Quick comparison
Shortlist first, details second. Always double-check current pricing and plan limits on the vendor site.
| Tool | Best for | Setup time | Pricing | Why it’s here | Watch-out |
|---|---|---|---|---|---|
| Toggl Top pick | Trust-first remote teams | 30–60 min | Free + paid | Easy rollout to contractors | Requires simple project taxonomy |
| Hubstaff | Accountability-focused teams | Half day | Paid | More control + monitoring options | Culture fit can be tricky |
| Clockify | Basic tracking on a budget | 30–60 min | Free + paid | Good baseline feature set | Reporting can be less polished |
How we picked
- Optimized for agency workflows: delivery visibility, client collaboration, and handoffs.
- Prioritized low-friction setup and sane permissions (so you actually adopt it).
- Checked reporting and “share with clients” realism (not just feature checkboxes).
- Included a clear watch-out for each option to avoid bad fits.

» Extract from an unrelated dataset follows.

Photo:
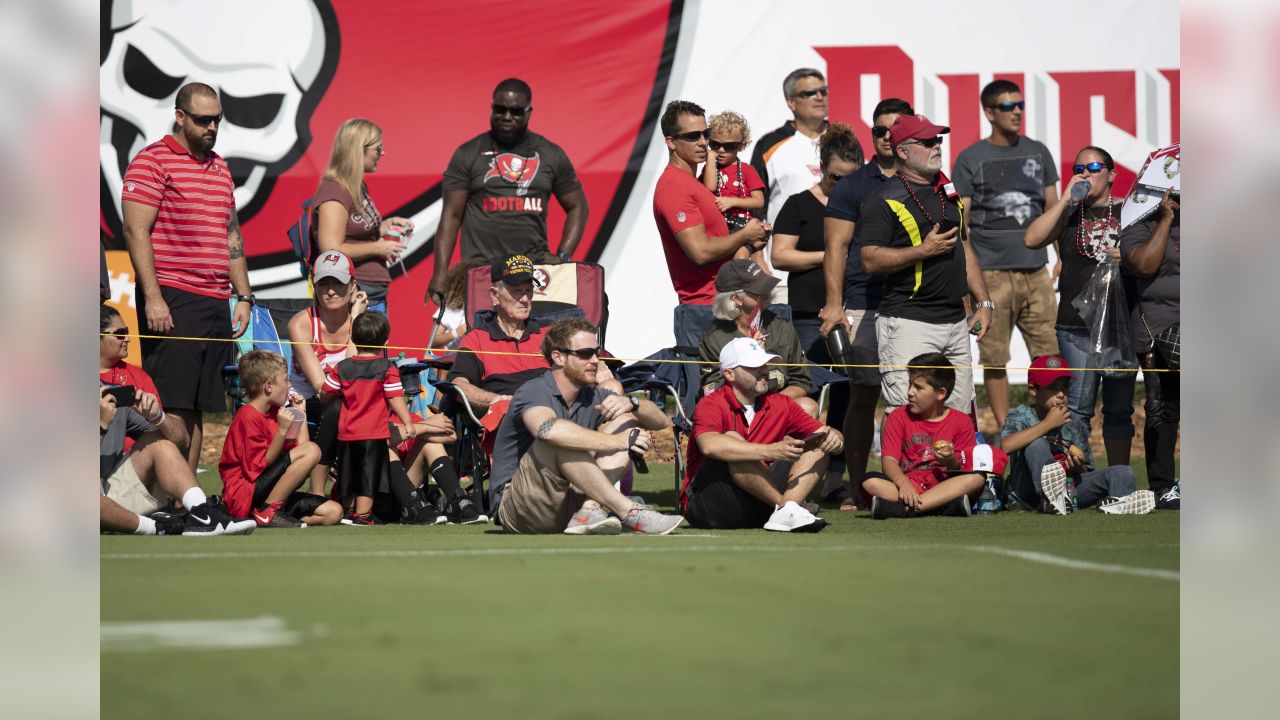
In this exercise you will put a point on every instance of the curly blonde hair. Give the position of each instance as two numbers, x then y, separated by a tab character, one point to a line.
727	122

We refresh guides when pricing/features shift. Always verify current terms on the vendor site.
Toggl
Best for: remote agencies with contractors
Toggl wins when you want tracking to be lightweight and consistent — not a debate.
- Good for distributed teams and freelancers.
- Simple timers and decent reporting.
- Use weekly review to keep data clean.
Hubstaff
Best for: remote teams that need tighter control
Hubstaff is a fit when you have contractual reasons for stricter oversight.
- Better if you need more accountability tooling.
- More operational features, more complexity.
- Be explicit about what you track and why.
Bottom line
Start with the Top pick if it matches your workflow. Then sanity-check the watch-outs (permissions, reporting, plan limits) before you commit.
FAQ
What’s the best approach for remote time tracking?
Default to trust + simplicity. Add stricter controls only where contracts or quality require it.
How do I avoid messy tracking data?
Use fewer projects, enforce weekly cleanup, and report by client/month to catch issues early.
Should I track by task or by client?
Client-first is usually easiest for billing; tasks can help internally but adds friction.